In a short-film tribute to the late graphic design master Paul Rand, his view on the relationship between design and aesthetics is beautifully portrayed. Basically his statement “without aesthetics you cannot find the truth” is interesting in relation to our work with research through design.
The movie is made by Imaginary Forces.
On the surface of things beauty, morals and truth cannot be mixed. They belong to separate domains and should be thought of as so diverse categories that they are unable to say anything about each other. This is a fundamental distinction in philosophy going back to Plato: the beautiful, the right and the truth – or – the arts, the morality of society, and lastly the realm of science.

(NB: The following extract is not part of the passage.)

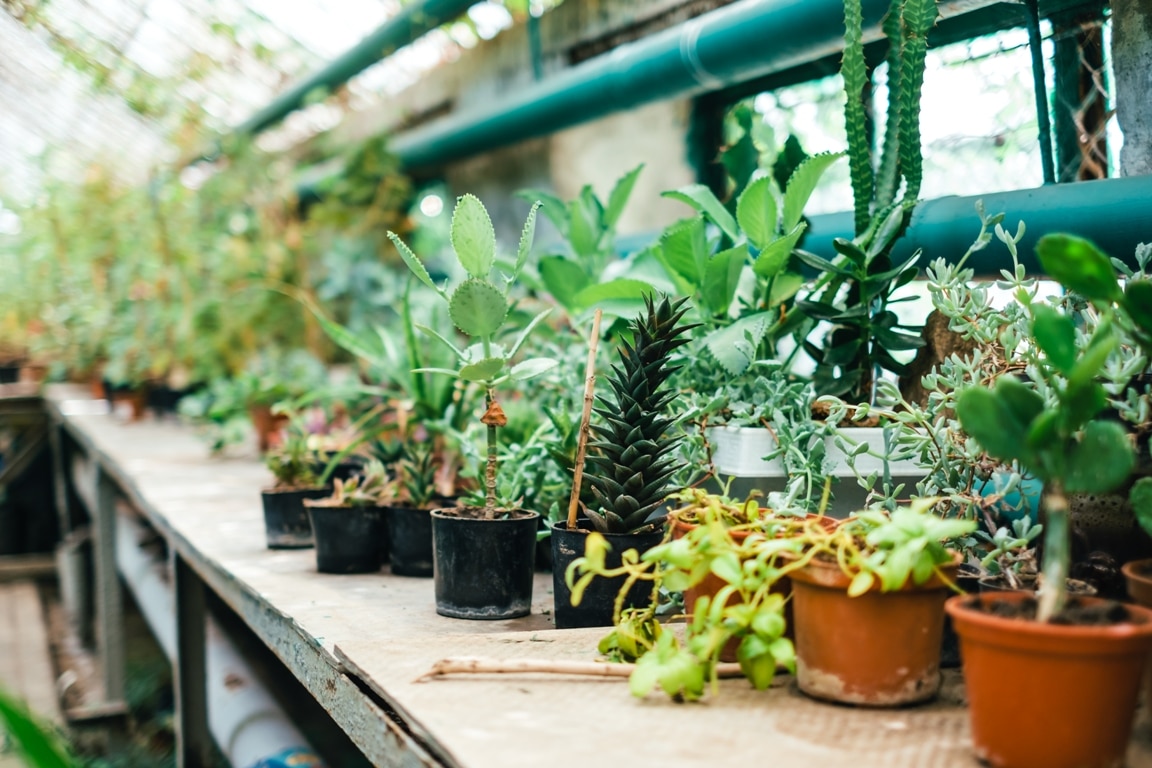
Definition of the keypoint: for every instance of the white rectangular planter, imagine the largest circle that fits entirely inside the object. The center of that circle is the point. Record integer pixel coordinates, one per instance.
(739, 453)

But when we talk about Research Through Design and use design as a method for research and epistemology, then the truth and the beautiful will mix. It’s all because of the wicked problems. The material of interaction design is the people who use a technology and the future technology itself, which constitutes what is known as wicked problems since there is not one given solution to the problem, but a range of possible solutions. The discussion of wicked problems is much longer than what I can fit into this post, but I have gone into some detail with it in my dissertation.

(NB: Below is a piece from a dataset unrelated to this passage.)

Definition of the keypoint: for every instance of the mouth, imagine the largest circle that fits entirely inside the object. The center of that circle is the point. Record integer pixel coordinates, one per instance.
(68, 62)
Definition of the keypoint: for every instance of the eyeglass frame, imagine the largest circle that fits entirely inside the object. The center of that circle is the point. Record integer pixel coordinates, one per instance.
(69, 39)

The point is: when a designer designs the future application and future use scenarios of an interactive technology he or she is dependent on their own skills as a designer to create something that is not only functional and useful, but also intriguing, pleasing and novel. This requires designerly aesthetic skills, and that the designer invests something of him/herself. The exact same functional system can be a disaster or a success with the users in the actual use context depending on the design of the system or service.
But what is ‘aesthetic skills?’ I hear you ask. And I promise I will tell you right when I have good a short description of that can be blogged.
I have included a short transcription of what Paul Rand says in the film after the ‘read more’
A fast transcription of what Paul Rand says:
“When you talk about design, everybody has a definition that doesn’t correspond with yours. There are many good definitions. One is the synthesis of form and content. In other words, without content there is no form, and without form there is no content.
A work of art is realised when form and content are indistinguishable. When form predominates meaning is blunted. But when content predominates interest lags. But the genius comes in when both of these things fuse.
‘Without the aesthetic’ means what is not done with love – that it is done for some … some alterative motive: Because it sells, because it popular, because it’s crazy, you know all this stuff.
Graphic design is one of these phrases that doesn’t mean anything. Because anything that’s graphic is graphic. Painting, dancing – if you see it, writing – I you see it – it’s graphic. The genre of art, of graphic design, of painting, is art. That’s the genre. It’s all art.
The vocabulary of a language of art, or of aesthetics: orders, variety, contrasts, symmetry, tension, balance, scale, texture, space, shape, light, shade and color.
This is the language of form.
Don’t try to be original, just try to be good. That’s sound sorta naïve but it’s true.
Without aesthetics, you can’t find the truth – to do things with quality. I think this is in a big sense what aesthetics means.
Art is an idea that has found its perfect form. There are too many possibilities. No matter how perfectly you do something, it can still be improved.”